Expressiveness and Closure Properties for Quantitative Languages

(0905.2195)
Published May 13, 2009 in cs.LO

Abstract

Weighted automata are nondeterministic automata with numerical weights on transitions. They can define quantitative languages $L$ that assign to each word $w$ a real number $L(w)$. In the case of infinite words, the value of a run is naturally computed as the maximum, limsup, liminf, limit average, or discounted sum of the transition weights. We study expressiveness and closure questions about these quantitative languages.

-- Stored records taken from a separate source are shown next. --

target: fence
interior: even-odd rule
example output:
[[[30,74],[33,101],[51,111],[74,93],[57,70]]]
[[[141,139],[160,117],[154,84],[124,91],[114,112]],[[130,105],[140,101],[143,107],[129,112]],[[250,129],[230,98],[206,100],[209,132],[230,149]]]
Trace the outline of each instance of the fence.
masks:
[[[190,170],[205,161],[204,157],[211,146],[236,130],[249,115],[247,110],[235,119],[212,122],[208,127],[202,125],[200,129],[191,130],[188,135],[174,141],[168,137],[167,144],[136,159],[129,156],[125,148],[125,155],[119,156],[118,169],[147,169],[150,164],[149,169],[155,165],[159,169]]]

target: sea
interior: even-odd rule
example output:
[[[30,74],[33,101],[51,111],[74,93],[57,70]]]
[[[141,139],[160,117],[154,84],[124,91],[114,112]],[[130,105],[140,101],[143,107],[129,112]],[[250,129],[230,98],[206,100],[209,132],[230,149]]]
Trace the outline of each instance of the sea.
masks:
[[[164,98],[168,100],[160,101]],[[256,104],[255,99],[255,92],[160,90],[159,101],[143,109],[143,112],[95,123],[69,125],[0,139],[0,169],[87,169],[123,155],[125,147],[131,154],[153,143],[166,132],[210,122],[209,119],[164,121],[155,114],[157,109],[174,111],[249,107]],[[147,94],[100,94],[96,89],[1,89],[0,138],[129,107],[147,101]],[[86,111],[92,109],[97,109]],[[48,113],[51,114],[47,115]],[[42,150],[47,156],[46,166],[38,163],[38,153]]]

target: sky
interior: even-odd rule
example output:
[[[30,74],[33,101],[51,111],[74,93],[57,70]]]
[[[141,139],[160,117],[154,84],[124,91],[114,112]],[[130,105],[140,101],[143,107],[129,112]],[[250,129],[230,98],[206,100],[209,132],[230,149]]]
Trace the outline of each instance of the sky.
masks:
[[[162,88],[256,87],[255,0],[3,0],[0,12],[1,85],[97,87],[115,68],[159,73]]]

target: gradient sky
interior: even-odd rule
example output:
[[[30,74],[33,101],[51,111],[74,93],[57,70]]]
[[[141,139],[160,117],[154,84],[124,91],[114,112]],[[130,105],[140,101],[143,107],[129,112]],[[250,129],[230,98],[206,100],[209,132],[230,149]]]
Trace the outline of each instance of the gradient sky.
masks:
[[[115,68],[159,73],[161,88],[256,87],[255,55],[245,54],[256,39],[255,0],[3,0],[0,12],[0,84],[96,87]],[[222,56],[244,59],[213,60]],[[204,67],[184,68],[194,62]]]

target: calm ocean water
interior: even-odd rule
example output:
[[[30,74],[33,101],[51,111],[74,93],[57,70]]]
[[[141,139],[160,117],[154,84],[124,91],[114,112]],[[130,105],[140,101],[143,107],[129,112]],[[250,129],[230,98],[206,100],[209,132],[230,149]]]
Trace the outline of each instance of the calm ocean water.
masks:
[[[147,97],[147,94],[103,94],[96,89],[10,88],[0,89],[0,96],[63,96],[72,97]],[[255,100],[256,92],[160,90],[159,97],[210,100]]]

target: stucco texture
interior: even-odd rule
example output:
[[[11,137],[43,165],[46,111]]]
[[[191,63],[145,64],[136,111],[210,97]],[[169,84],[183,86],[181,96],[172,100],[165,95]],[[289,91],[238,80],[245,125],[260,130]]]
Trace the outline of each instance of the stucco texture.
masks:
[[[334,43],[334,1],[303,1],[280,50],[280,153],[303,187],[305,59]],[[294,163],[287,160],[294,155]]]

We first show that the set of words with value greater than a threshold can be non-$\omega$-regular for deterministic limit-average and discounted-sum automata, while this set is always $\omega$-regular when the threshold is isolated (i.e., some neighborhood around the threshold contains no word). In the latter case, we prove that the $\omega$-regular language is robust against small perturbations of the transition weights. We next consider automata with transition weights 0 or 1 and show that they are as expressive as general weighted automata in the limit-average case, but not in the discounted-sum case. Third, for quantitative languages $L1$ and $L2$, we consider the operations $\max(L1,L2)$, $\min(L1,L2)$, and $1-L1$, which generalize the boolean operations on languages, as well as the sum $L1 + L_2$. We establish the closure properties of all classes of quantitative languages with respect to these four operations.